Morte Martina Rossi: le motivazioni della sentenza

Le versioni dei due imputati

Alessandro Albertoni

” L’imputato riferiva alle ragazze amiche di Martina Rossi […] di essere stato da quest’ultima aggredito, secondo modalità che venivano riferite in tal modo: dopo che Vanneschi Luca e Martina Rossi si erano assopiti, mentre Albertoni Alessandro continuava ad ascoltare musica, Martina Rossi si sarebbe improvvisamente svegliata in forte stato di agitazione, manifestando di essere eccessivamente accaldata, e si sarebbe tolta i pantaloncini che indossava, e poi si sarebbe scagliata improvvisamente contro l’Albertoni, aggredendolo e stringendolo al collo fino a graffiarlo, con una condotta assolutamente immotivata.
In tale frangente, secondo la prima ricostruzione di Albertoni, Vanneschi Luca dormiva, e non si sarebbe accorto assolutamente di niente. Sempre proseguendo la ricostruzione fornita dall’imputato nell’immediatezza degli accadimenti, ad un certo momento Albertoni sarebbe riuscito a calmare Martina Rossi, facendole sentire della musica con gli auricolari, tanto che la ragazza si sarebbe assopita di nuovo. A questo punto l’imputatosarebbesceso fino alla stanza numero 152 con l’intenzione di chiedere alle amiche di Martina Rossi di venire a riprendersi la ragazza, che lo aveva immotivatamente aggredito, con un comportamento che non poteva essere ulteriormente tollerato. Secondo il narrato delle due ragazze amiche di Martina, Isabella Cambiaso e Alessia Nicastro, dopo che l’imputato le aveva svegliate, e dopo che aveva richiesto il loro intervento per venire a riprendersi l’amica, nel mentre si stavano recando all’ascensore per salire al sesto piano dell’albergo, usciva dall’ascensore VanneschiLuca il quale riferiva che Martina Rossi era precipitata dalla terrazza della camera”.

Luca Vanneschi

“Secondo il racconto fatto alle ragazze dall’imputato, quest’ultimo, che stava dormendo sul letto vicino alla porta di uscita sul terrazzo, aveva sentito un rumore di passi che di corsa andavano verso la portafinestra che dava sul terrazzino della camera; aveva sentito Martina sbattere contro il vetro della portafinestra, che era chiusa; aveva sentito aprire la porta finestra e dei passi che tornavano indietro e prendevano poi la rincorsa e Martina che si buttava giù dal terrazzo.

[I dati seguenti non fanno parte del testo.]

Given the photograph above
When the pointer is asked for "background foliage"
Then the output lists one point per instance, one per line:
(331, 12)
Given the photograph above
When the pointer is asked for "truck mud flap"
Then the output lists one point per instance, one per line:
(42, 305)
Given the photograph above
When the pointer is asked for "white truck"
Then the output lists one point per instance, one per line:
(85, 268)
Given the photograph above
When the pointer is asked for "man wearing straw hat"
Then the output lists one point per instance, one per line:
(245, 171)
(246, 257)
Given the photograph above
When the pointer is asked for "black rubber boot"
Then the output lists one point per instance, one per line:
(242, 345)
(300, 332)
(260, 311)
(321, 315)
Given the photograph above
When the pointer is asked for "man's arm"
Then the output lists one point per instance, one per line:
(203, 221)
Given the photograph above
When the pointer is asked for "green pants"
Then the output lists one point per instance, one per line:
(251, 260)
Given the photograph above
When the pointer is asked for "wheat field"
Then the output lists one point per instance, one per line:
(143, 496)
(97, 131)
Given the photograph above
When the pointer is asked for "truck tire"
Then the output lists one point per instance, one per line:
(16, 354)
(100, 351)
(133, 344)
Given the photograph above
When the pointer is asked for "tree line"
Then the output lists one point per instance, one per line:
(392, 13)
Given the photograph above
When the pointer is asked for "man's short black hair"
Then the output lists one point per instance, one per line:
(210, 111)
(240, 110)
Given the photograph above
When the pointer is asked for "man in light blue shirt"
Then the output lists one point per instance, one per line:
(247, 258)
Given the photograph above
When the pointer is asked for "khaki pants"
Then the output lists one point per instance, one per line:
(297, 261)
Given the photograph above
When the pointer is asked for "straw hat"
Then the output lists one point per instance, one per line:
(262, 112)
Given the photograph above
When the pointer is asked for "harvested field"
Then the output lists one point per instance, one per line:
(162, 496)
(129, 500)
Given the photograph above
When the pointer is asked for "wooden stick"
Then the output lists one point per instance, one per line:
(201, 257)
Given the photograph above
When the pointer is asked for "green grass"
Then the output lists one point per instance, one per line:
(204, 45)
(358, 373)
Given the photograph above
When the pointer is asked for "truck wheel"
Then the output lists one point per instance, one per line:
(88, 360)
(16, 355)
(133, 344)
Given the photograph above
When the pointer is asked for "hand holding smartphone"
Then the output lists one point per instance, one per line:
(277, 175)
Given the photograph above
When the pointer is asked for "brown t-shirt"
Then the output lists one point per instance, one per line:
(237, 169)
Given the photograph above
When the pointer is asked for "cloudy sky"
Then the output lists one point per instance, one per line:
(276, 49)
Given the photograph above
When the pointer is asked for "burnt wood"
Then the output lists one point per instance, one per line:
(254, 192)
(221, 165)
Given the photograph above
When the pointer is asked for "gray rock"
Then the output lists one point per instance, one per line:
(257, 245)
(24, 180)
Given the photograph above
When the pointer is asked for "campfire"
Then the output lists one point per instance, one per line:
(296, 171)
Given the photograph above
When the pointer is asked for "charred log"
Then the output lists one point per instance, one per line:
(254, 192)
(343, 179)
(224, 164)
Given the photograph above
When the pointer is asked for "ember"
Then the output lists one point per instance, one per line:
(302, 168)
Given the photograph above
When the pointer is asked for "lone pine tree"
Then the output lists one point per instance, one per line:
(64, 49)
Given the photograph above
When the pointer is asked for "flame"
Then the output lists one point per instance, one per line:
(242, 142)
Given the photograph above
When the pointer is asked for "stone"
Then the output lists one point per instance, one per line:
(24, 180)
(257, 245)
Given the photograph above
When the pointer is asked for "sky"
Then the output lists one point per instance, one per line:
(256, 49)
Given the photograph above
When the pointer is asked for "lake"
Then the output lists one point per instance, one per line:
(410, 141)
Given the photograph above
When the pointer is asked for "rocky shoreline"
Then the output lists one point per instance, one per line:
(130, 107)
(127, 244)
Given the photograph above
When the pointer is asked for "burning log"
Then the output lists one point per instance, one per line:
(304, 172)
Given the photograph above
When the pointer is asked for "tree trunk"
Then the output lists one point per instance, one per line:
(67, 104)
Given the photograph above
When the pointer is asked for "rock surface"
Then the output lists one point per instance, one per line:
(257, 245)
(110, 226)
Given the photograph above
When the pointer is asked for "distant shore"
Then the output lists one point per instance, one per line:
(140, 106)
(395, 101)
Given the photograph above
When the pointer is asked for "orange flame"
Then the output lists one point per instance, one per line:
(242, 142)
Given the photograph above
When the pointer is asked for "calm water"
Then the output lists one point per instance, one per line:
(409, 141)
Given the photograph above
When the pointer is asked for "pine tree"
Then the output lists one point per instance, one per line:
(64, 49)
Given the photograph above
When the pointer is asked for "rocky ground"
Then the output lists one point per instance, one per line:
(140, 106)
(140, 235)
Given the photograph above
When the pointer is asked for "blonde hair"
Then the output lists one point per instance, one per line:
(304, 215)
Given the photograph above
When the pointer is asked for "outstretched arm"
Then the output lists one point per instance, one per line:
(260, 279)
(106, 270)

Vanneschi diceva alle ragazze di aver sentito Martina che ‘ha tirato un urlo’ mentre cadeva giù. Alle ragazze l’imputato aveva detto di aver provato a fermare Martina, ma di non esserci riuscito perché, quando era uscito sul terrazzo, ‘Martina Rossi era già fuori dalla ringhiera e ha visto solo i piedi’.

[…] Il racconto effettuato da Vanneschi Luca ad Alessia Nicastro non trova alcun riscontro nelle altre acquisizioni processuali”.

La testimonianza della cameriera Francisca Puga

Una delle testimonianze chiave, l’unica oculare, è quella della cameriera dell’Hotel Sant’Ana, Francisca Puga. Secondo la Corte il racconto della donna è fondamentale nella ricostruzione degli ultimi istanti di vita di Martina Rossi.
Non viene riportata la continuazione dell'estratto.